É importante frisar a ausência da mãe porque é a ausência do Outro que presentifica e põe em evidência seu desejo. (Miller, 2002). Ora, se a mãe não está é porque deseja algo para além da criança (cf. segundo tempo do Édipo para Lacan, acima), apontando para um desamparo primordial. Se a mãe foi embora pode ser que não volte. É precisamente isso que angustia: a manifestação do desejo do Outro, colocando a fantasia em ação . Então, a fantasia pode ser situada como o que recobre/tampona a angústia suscitada pelo desejo do Outro.

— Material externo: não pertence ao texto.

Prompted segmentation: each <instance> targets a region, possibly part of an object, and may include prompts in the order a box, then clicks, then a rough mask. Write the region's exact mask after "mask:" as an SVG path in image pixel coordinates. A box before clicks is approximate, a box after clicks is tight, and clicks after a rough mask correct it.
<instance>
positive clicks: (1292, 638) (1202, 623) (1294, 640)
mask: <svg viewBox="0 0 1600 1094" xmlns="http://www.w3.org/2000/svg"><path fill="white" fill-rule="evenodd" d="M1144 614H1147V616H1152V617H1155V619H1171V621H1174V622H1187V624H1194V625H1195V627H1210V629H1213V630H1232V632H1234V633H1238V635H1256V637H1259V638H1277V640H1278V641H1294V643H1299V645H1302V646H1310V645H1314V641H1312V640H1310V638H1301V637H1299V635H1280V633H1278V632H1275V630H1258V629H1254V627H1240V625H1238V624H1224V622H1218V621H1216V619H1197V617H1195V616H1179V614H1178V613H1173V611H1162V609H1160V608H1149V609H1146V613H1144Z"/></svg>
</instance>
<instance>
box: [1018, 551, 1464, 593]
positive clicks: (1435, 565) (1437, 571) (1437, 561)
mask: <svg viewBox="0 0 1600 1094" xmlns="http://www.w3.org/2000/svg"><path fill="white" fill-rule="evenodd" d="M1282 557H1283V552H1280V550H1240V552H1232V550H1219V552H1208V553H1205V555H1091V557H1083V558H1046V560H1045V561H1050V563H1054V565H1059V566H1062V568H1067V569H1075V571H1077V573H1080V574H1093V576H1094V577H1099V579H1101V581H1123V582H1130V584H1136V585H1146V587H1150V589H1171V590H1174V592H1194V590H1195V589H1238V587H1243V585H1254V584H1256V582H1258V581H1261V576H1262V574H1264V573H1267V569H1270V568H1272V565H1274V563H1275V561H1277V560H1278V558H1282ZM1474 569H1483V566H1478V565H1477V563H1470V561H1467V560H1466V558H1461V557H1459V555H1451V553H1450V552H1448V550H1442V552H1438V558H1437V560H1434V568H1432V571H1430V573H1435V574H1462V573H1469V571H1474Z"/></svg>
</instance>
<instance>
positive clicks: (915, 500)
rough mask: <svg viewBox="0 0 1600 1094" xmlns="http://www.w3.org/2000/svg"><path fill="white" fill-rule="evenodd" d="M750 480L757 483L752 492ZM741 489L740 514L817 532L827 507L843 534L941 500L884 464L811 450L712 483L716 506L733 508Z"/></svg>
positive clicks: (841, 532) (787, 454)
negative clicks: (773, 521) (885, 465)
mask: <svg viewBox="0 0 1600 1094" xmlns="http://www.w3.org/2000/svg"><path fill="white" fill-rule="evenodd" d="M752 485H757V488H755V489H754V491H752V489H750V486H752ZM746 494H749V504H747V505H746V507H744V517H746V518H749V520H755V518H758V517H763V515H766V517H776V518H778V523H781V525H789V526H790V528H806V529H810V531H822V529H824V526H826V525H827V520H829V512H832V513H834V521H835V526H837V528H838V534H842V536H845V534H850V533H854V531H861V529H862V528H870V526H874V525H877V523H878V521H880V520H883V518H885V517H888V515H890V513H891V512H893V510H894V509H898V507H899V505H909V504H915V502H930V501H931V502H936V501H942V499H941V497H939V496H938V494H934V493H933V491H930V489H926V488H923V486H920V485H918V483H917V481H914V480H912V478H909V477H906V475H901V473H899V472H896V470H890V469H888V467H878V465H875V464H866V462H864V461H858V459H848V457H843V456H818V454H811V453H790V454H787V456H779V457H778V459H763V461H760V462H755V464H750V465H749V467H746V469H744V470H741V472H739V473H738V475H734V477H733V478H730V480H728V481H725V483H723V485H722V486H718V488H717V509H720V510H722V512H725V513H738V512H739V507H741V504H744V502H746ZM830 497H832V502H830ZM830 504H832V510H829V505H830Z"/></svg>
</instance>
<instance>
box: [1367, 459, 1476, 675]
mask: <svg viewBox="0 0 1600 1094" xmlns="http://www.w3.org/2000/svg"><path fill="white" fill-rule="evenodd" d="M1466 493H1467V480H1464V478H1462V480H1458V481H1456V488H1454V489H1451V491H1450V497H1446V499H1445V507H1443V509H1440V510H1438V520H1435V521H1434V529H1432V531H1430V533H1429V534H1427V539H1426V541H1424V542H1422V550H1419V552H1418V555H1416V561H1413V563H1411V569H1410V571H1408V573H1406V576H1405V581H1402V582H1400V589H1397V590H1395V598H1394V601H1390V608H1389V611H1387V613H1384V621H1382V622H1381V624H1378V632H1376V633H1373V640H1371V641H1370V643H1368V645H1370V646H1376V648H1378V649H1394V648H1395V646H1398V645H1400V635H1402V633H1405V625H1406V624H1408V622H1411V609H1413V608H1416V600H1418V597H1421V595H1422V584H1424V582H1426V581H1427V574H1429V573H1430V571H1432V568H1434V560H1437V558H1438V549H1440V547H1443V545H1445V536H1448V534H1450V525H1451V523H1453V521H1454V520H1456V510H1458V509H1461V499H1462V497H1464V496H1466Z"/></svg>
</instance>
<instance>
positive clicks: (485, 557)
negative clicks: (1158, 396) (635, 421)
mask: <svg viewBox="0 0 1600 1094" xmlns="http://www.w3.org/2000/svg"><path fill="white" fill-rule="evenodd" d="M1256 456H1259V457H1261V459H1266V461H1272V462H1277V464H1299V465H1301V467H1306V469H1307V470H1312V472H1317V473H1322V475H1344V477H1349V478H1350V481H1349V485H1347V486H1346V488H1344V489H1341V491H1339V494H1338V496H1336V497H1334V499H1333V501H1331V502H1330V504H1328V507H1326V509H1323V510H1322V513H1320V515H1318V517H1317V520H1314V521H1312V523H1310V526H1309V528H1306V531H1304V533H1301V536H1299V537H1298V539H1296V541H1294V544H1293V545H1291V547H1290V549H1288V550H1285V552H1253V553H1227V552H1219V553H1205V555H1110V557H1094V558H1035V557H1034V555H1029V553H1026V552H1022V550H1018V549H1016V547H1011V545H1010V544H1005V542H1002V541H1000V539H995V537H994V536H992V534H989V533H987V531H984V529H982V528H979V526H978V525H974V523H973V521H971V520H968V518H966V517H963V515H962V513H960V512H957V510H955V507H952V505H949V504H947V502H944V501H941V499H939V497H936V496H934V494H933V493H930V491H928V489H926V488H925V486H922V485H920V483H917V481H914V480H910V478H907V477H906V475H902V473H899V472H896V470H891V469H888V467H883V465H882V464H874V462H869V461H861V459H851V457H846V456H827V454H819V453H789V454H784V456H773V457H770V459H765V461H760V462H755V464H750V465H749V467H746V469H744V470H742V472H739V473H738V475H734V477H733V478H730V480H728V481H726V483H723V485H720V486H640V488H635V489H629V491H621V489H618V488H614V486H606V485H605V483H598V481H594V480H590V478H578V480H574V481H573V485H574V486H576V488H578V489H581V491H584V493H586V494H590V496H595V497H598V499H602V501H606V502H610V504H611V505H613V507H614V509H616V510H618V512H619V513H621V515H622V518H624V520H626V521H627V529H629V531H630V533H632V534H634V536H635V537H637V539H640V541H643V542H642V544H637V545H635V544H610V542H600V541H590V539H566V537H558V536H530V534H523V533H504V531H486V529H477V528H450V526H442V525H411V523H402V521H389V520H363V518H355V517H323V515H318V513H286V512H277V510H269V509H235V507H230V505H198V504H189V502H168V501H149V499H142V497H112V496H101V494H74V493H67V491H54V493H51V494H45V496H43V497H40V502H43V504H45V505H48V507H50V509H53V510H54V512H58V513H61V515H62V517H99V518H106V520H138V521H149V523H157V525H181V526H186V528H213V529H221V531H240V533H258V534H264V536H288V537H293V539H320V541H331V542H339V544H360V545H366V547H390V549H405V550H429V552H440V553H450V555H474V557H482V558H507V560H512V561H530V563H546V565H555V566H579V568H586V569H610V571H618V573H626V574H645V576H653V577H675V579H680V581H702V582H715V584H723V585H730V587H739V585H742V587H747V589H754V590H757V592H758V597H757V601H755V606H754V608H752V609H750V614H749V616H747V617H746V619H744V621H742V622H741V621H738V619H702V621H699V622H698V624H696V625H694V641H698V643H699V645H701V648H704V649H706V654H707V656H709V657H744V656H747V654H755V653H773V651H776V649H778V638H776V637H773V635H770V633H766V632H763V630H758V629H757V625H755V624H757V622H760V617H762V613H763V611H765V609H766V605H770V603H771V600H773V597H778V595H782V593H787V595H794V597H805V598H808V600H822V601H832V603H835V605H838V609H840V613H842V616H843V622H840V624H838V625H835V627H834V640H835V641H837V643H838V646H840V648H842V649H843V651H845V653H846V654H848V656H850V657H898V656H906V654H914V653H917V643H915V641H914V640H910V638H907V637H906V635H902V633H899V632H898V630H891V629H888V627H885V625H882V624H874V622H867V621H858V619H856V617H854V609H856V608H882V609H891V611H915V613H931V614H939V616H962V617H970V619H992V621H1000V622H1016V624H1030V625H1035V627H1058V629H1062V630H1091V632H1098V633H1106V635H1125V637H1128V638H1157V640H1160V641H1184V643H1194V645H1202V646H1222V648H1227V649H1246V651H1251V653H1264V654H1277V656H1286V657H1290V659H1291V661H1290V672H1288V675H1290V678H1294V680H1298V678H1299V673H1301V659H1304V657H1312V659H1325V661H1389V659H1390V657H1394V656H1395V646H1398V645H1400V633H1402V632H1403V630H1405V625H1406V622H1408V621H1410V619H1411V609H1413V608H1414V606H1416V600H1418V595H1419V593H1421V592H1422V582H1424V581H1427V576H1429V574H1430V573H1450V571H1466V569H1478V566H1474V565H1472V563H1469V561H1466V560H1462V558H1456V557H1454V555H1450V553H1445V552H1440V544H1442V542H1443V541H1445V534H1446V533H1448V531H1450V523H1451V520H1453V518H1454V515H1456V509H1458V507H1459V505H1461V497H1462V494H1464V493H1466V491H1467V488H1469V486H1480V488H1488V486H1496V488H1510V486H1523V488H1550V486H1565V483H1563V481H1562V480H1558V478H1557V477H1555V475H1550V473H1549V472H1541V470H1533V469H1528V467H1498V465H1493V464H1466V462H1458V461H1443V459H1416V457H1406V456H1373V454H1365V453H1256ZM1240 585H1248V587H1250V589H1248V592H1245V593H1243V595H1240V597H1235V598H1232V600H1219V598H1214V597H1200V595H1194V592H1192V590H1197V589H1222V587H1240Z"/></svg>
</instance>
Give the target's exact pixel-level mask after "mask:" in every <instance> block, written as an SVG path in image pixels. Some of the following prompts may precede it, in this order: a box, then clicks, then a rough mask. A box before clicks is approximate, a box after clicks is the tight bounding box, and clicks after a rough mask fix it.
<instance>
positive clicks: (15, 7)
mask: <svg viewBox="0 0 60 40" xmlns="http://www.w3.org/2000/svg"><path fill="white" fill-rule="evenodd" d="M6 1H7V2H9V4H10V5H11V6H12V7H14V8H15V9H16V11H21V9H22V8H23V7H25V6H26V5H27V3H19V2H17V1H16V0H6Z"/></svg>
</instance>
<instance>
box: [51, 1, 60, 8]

Todas as vezes que houver a manifestação do desejo do Outro, ou em outras palavras, quando a consistência do Outro sofrer uma vacilação, isto é, quando o Outro faltar/falhar o sujeito será compelido a fantasiar para escapar de seu desamparo iminente, trazendo à tona, via repetição, a maneira infantil com que primordialmente respondeu a isso.
Assim, a fantasia tem uma função de apaziguamento da angústia, de sustentáculo da realidade, no sentido de que o fantasiar satisfaz o sujeito em parte, quando o Outro lhe falta, permitindo adiar o restante e de sustentáculo do próprio sujeito, como uma forma de lidar com seu desamparo. Mas a fantasia tem também uma função traumática. Isso porque Freud eleva a fantasia à condição de fato. Ambas têm o mesmo poder na formação dos sintomas.
Se a fantasia é a saída de que o sujeito dispõe, primordialmente, para lidar com a manifestação do desejo do Outro, sendo que na neurose é usada de modo que o Outro apareça sempre como completo, a análise propõe a sua travessia, propõe, enfim, uma modificação da posição subjetiva na fantasia: de objeto que tampona a falta do Outro (posição infantil) para objeto que causa o desejo do Outro (posição feminina). Sem dúvida, uma diferença abissal.